China's official Purchasing Managers' Index topped expectations and showed a modest expansion in January, but market sentiment remained fragile on concerns about global growth after surprisingly weak U.S. housing and consumer data on Tuesday.
Before the disappointing U.S. data, a string of upbeat numbers from the world's biggest economy had helped lift commodities and pushed gold up 11 percent in January.
"The short-term trend (for commodities) is still favorable, especially after encouraging data from China today," said Peter Tse, director at ScotiaMocatta in Hong Kong, but warned about increased volatility as a result of uncertainties over the euro zone debt crisis.
Greece and its international lenders, the European Union and the International Monetary Fund, have been in talks for weeks on a debt swap deal, which Athens needs urgently to avert a chaotic default next month.
Spot gold edged down 0.2 percent to $1,733.79 an ounce by 2:22 a.m. ET, off a nearly two-month high of $1,747.39 hit in the previous session. U.S. gold also lost 0.2 percent to $1,734.40.
Hope for further monetary easing from the United States and the euro zone runs high and will likely further boost gold, especially after U.S. Federal Reserve Chairman Ben Bernanke hinted at the possibility of more asset buying last week.
"Bernanke just gave the green light to buying gold," said a Singapore-based trader.
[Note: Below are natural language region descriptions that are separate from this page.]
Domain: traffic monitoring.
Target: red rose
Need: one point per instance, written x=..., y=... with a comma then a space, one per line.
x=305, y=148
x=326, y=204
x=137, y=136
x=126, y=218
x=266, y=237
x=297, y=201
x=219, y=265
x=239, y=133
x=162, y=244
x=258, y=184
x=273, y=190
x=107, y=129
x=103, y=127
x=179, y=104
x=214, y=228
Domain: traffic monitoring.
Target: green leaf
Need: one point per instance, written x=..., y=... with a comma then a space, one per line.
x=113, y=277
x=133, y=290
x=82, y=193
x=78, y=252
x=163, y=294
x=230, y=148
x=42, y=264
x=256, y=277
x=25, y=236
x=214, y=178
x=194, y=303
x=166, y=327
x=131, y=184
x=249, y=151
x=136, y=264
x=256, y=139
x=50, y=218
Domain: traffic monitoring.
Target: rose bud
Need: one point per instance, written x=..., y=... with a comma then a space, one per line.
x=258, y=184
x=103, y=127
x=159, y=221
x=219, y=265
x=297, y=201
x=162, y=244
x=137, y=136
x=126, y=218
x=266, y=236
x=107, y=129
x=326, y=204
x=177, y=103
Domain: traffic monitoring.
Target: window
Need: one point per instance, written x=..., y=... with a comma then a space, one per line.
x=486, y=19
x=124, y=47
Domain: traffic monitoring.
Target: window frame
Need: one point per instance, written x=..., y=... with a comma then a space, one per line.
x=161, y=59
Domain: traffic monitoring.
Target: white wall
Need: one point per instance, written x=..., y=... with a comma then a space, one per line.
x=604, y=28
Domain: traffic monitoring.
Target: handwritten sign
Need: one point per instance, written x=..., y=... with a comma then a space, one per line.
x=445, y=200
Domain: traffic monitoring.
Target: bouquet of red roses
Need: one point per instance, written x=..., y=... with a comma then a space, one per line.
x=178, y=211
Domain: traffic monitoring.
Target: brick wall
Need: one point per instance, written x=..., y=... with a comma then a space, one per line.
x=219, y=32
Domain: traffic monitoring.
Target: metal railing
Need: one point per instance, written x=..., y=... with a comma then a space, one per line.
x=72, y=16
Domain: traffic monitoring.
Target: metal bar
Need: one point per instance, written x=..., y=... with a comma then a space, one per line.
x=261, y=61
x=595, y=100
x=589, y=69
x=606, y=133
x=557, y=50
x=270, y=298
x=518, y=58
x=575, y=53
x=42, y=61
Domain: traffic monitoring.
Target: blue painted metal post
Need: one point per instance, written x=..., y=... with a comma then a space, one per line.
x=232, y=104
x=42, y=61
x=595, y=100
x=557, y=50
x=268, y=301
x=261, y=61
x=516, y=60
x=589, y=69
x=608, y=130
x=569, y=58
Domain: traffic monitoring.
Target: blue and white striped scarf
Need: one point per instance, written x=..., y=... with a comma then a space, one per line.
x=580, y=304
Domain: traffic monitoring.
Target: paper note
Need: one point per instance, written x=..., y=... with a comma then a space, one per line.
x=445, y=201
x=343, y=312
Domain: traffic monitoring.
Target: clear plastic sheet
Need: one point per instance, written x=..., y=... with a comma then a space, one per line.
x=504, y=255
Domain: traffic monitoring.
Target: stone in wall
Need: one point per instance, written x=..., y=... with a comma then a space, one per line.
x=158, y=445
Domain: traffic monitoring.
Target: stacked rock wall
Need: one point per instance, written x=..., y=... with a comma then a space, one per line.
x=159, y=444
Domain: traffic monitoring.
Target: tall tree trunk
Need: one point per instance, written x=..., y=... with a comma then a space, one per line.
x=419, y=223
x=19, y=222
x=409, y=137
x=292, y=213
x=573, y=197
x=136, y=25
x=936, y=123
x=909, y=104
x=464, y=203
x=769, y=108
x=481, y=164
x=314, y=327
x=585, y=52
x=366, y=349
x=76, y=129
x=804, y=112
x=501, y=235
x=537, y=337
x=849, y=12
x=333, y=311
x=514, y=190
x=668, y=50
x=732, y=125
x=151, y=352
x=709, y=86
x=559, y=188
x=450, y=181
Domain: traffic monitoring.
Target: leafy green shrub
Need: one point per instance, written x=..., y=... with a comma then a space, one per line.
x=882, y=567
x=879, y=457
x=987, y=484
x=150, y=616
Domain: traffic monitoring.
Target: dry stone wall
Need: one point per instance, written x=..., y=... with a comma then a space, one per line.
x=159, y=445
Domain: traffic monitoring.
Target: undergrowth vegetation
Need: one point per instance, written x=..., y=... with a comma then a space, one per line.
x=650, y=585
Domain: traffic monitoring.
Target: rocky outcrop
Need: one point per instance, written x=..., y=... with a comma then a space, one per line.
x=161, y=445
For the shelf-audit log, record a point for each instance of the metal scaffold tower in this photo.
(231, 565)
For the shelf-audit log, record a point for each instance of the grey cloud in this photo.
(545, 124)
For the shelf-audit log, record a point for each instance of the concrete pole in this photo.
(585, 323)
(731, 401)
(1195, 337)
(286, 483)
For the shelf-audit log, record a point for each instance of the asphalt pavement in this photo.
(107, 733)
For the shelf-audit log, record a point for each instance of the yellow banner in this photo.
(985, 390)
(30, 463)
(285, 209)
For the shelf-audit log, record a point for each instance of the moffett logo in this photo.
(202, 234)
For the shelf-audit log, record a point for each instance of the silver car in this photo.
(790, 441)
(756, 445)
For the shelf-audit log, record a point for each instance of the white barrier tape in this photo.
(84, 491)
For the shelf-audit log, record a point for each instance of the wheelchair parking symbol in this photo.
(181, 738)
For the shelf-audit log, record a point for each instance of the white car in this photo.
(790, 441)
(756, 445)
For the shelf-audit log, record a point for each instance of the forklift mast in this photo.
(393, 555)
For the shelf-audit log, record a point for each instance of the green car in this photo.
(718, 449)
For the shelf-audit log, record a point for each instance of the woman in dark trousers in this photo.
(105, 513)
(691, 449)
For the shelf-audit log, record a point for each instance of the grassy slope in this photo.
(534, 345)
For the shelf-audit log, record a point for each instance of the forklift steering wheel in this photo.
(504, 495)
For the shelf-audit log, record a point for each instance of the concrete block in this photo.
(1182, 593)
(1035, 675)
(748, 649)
Physical buying interest remained muted after China returned from the Lunar New Year holiday earlier this week.
"There's no physical buying interest at this price level," said Tse of ScotiaMocatta.
Data due later in the day include a euro zone manufacturing survey and the Institute for Supply Management index from the United States. Euro zone flash inflation for January and U.S. January employment data from ADP are also expected.
The reports were likely to show many economies are seeing a sluggish start in 2012 amid slowing demand, putting central banks around the world under pressure to keep an accommodative policy to support growth.